Image source: SolarCity.

Vivint Solar Inc (NYSE: VSLR) was once the fast-growing, younger rival to residential powerhouse SolarCity (NASDAQ: SCTY), both set on upending the energy industry as we knew it. As recently as a year ago,VSLR was posting growth rates of 100% annually, and there seemed to be no end in sight to its potential.

But reality soon hit the solar industry, and when its stock started to fall, Vivint Solar saw a way out when SunEdison agreed to buy the company for $2.2 billion. After nine months of turmoil, that deal is now in the past, and Vivint Solar is on its own again. Is the company ready to thrive as a private company, or does it have a troubled future ahead?

Taking their eye off the ball
One challenge for a company that's being acquired is keeping operations going smoothly until the acquisition goes through. Management is often focused on pushing forward with the acquisition, and in the case of a solar company, financing partners may not be eager to lend money to a company in corporate limbo.

That dynamic led Vivint Solar's installations to grow just 17% in the fourth quarter to 59 MW, and bookings were up 56% to 80 MW. For perspective, a year ago, the company's installations jumped 191% to 50 MW, and bookings were up 150% to 52 MW.
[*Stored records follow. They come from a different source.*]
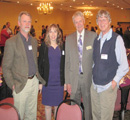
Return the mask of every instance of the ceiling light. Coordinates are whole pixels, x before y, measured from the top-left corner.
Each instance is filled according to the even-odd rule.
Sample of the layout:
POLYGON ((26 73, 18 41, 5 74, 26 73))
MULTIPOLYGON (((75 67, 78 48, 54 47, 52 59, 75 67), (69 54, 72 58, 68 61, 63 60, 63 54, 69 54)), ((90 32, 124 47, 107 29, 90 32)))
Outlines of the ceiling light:
POLYGON ((89 18, 89 17, 93 16, 93 13, 91 11, 84 11, 83 14, 84 14, 85 18, 89 18))
POLYGON ((53 11, 53 7, 51 6, 51 3, 40 3, 39 7, 37 7, 39 14, 51 14, 53 11))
Vivint Solar may be digging out from under its recent challenges, as signaled by a new $200 million financing agreement. But the path to profits may be more difficult than imagined. 

Image source: SolarCity.

Challenges ahead
The $200 million in financing Vivint Solar just lined up is one of its first signs of trouble. It comes in two tranches, the first of which is $75 million and comes with an interest rate of LIBOR plus 5.5%. The second $125 million is available if needed, but it comes with an interest rate of LIBOR plus 8%. 

If that sounds high, that's because it is. First Solar and SunPower are getting loans for LIBOR plus 2% to 3%. SolarCity's current term loan is LIBOR plus 3.25%. The fact that Vivint Solar is getting a rate 2% higher than competitors means it'll have less pricing power than competitors, and margins will shrink as a result.

The other underlying problem is that utilities are finding ways to fight solar on a national scale (see Nevada), and the easy customers have already gone solar, meaning acquisition costs are going up. This squeezes margins on the installations that are left, leaving solar companies with a choice between slower growth and lower margins. This is a rock and a hard place for a company like Vivint Solar.

What to watch at Vivint Solar
If Vivint Solar is going to be able to survive on its own, it's going to have to find a way to lower financing costs and increase margins. This may mean a move to selling solar systems with loans from third parties, or even selling leased systems to a company or fund that wants to own them long term.

With slowing growth and rising financing costs, I don't think the status quo is going to be good enough for Vivint Solar. And that's what's going to keep me out of the stock right now.